Nel dettaglio, la Consulta, dopo aver rigettato l’eccezione sollevata dalla Avvocatura dello Stato circa l’inammissibilità della questione di legittimità costituzionale .e ritenendo ragionevole che un giudice a quo sollevi una tale questione su una norma, interpretata ormai univocamente dalla giurisprudenza di legittimità (tenendo conto della circostanza che un’eventuale pronuncia di dissenso da parte del rimettente lo esporrebbe ad una assai probabile riforma della propria decisione da parte del giudice di ultimo grado), dichiara comunque la questione infondata.

Il giudizio di infondatezza è legato alla erronea percezione da parte del giudice a quo che l’istituto del patrocinio a spese dello Stato sia legato ad una presunzione di non abbienza delle persone offese dai reati indicati dalla norma censurata (non a caso il giudice rimettente ha rigettato l’istanza di ammissione ritualmente presentata dal difensore in ragione della mancata autocertificazione delle condizioni reddituali del proprio difeso).

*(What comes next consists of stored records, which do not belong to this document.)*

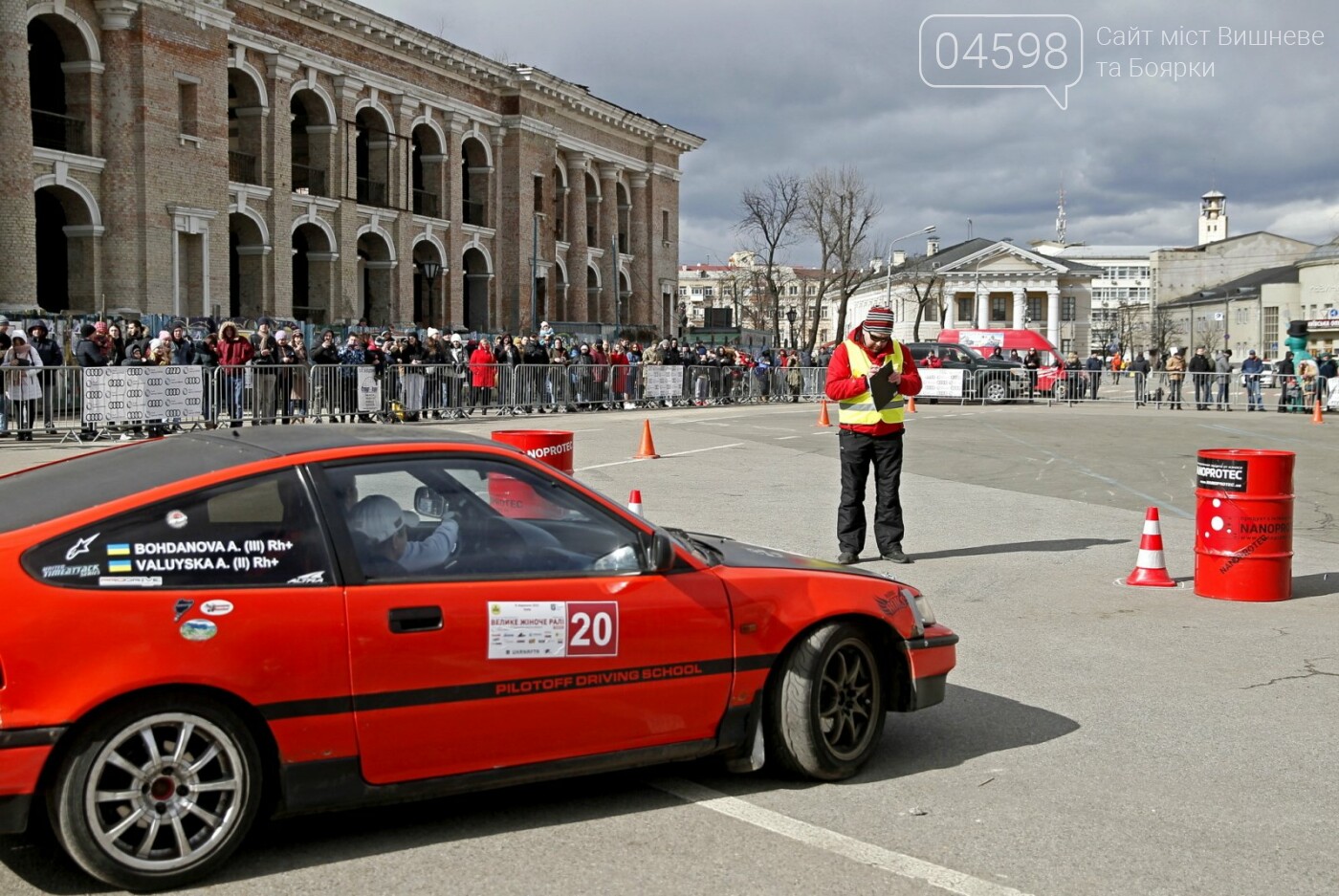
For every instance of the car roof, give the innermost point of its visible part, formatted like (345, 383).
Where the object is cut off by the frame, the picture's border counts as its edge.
(62, 488)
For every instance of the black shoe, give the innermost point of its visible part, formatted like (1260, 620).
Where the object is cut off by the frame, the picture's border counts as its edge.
(894, 555)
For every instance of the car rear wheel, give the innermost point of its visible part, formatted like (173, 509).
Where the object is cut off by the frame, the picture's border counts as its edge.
(826, 710)
(158, 793)
(995, 391)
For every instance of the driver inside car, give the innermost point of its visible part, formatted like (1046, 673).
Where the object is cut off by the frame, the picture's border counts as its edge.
(384, 538)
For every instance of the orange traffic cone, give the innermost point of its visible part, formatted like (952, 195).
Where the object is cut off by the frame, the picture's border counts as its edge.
(1151, 568)
(648, 448)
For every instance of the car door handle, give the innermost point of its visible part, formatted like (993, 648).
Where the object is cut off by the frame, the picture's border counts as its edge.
(415, 619)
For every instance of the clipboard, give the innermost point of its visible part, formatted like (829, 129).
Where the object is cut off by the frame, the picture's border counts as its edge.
(880, 388)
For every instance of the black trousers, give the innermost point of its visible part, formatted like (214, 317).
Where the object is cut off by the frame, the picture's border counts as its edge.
(857, 453)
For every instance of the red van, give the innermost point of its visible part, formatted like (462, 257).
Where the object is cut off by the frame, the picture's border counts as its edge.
(1007, 340)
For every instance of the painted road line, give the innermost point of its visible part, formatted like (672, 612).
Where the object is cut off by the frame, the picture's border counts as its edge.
(896, 863)
(639, 460)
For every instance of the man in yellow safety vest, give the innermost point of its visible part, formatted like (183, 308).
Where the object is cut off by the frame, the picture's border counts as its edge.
(870, 433)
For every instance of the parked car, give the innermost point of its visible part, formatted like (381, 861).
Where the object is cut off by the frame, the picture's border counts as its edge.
(230, 623)
(991, 380)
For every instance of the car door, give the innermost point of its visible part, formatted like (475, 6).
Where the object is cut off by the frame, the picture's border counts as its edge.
(538, 638)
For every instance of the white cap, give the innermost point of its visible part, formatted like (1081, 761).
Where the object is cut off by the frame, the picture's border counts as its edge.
(377, 517)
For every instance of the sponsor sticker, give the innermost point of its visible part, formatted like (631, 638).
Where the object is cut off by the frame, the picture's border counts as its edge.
(79, 547)
(198, 629)
(1220, 474)
(130, 581)
(64, 571)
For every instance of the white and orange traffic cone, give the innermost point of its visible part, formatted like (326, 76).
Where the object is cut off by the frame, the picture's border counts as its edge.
(1151, 568)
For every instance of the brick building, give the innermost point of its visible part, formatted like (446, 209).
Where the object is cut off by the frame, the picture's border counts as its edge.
(317, 160)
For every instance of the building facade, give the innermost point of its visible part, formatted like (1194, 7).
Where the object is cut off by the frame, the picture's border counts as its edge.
(986, 284)
(315, 160)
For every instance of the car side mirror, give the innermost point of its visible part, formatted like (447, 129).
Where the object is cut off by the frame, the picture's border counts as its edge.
(659, 554)
(428, 502)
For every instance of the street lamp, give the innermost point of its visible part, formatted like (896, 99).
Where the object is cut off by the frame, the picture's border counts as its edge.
(888, 290)
(430, 271)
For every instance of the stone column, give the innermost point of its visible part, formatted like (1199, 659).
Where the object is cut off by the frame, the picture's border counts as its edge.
(343, 184)
(452, 276)
(639, 226)
(1053, 317)
(578, 306)
(122, 144)
(609, 237)
(277, 154)
(17, 211)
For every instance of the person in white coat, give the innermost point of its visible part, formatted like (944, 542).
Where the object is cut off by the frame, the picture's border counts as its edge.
(22, 383)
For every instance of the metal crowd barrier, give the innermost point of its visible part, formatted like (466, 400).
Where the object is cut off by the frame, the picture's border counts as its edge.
(54, 401)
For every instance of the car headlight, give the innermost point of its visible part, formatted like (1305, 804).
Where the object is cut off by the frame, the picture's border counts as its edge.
(920, 602)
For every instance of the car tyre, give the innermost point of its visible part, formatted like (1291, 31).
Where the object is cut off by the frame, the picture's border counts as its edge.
(826, 709)
(995, 391)
(157, 793)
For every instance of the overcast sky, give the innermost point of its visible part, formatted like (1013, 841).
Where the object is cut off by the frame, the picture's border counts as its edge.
(792, 86)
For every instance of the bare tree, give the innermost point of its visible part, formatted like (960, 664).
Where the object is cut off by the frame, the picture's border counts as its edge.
(837, 211)
(769, 221)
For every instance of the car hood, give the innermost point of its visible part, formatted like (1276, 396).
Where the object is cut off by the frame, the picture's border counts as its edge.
(740, 554)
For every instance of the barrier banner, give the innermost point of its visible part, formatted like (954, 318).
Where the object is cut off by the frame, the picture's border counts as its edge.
(368, 391)
(937, 382)
(138, 394)
(663, 382)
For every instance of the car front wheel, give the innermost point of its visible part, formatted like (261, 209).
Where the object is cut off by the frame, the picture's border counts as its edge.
(157, 795)
(826, 710)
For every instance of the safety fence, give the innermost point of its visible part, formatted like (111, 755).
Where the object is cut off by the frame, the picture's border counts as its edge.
(129, 402)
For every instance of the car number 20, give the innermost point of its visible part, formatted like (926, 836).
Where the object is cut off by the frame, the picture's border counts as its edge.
(593, 628)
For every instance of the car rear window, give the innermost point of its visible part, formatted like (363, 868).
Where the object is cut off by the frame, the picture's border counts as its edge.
(96, 478)
(250, 534)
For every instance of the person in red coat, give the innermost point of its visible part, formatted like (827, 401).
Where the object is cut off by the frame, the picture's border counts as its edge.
(484, 375)
(234, 353)
(870, 434)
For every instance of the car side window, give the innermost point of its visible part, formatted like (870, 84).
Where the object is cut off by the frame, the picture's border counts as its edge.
(250, 534)
(469, 517)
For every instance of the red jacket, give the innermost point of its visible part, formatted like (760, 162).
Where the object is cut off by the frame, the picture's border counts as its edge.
(234, 353)
(841, 384)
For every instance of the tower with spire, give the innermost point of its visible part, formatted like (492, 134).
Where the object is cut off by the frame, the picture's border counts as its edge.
(1214, 217)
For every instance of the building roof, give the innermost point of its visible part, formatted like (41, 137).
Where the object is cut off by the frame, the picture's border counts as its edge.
(948, 256)
(1239, 288)
(1221, 243)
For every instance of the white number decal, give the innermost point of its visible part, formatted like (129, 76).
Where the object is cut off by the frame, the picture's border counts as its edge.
(600, 629)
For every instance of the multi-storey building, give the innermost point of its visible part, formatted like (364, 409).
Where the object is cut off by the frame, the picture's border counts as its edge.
(317, 160)
(735, 295)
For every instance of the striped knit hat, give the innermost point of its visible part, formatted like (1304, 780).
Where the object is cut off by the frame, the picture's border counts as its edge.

Invero, come si è visto, accordare il beneficio in questione a dette persone ha tutt’altre giustificazioni. E le persone offese dai reati contemplati dall’art. 76 comma 4-ter non devono anche essere non abbienti per fruire del patrocinio a spese dello Stato.

Né da ultimo, si può distorcere il principio dell’art. 24, terzo comma, Cost., che, pur assicurando ai non abbienti i mezzi per agire e difendersi davanti ad ogni giurisdizione, non preclude al legislatore di prevedere strumenti per assicurare l’accesso alla giustizia, pur in difetto della situazione di non abbienza, a presidio di altri valori costituzionalmente rilevanti, come quelli in esame.

Che l’istituto del patrocinio a spese dello Stato sia nato per garantire ai non abbienti il diritto di scegliere un proprio difensore di fiducia con i costi a carico dell’Erario è fatto indubbio ma un’attenta lettura del testo unico, per esempio, nel titolo III, già lasciava intravedere (ancor prima che l’art. 76 venisse arricchito di previsioni speciali in relazione a determinati reati) che la disciplina del patrocinio a spese dello Stato potesse estendersi a fattispecie che esulano dallo stato di non abbienza, in virtù di scelte di indirizzo politico-criminale assolutamente insindacabili se ragionevoli e non arbitrarie.

Tanto si poteva già cogliere da una lettura complessiva del testo unico, ormai sempre più ricco di fattispecie ad ammissione diretta al beneficio, e bene la Consulta ha fatto a rendere saldo detto principio, valorizzando la disciplina del patrocinio a spese dello Stato non solo a favore dei soggetti più poveri ma anche di quelli più fragili.

[1] Cfr., ex multis, Cass., sez. IV, 15 febbraio 2017, n. 13497; Cass., sez. IV, 15 febbraio 2017, n. 13497, ivi, 2017 v. supra; con riferimento alla persona offesa dal reato di maltrattamenti, v. Cass., sez. IV, 10 ottobre 2018, n. 52822, in Dirgiust.online, 26 novembre 2018.
[2] Cass., sez. IV 19 febbraio 2013, n. 10673, in CED Cass., n. 254755.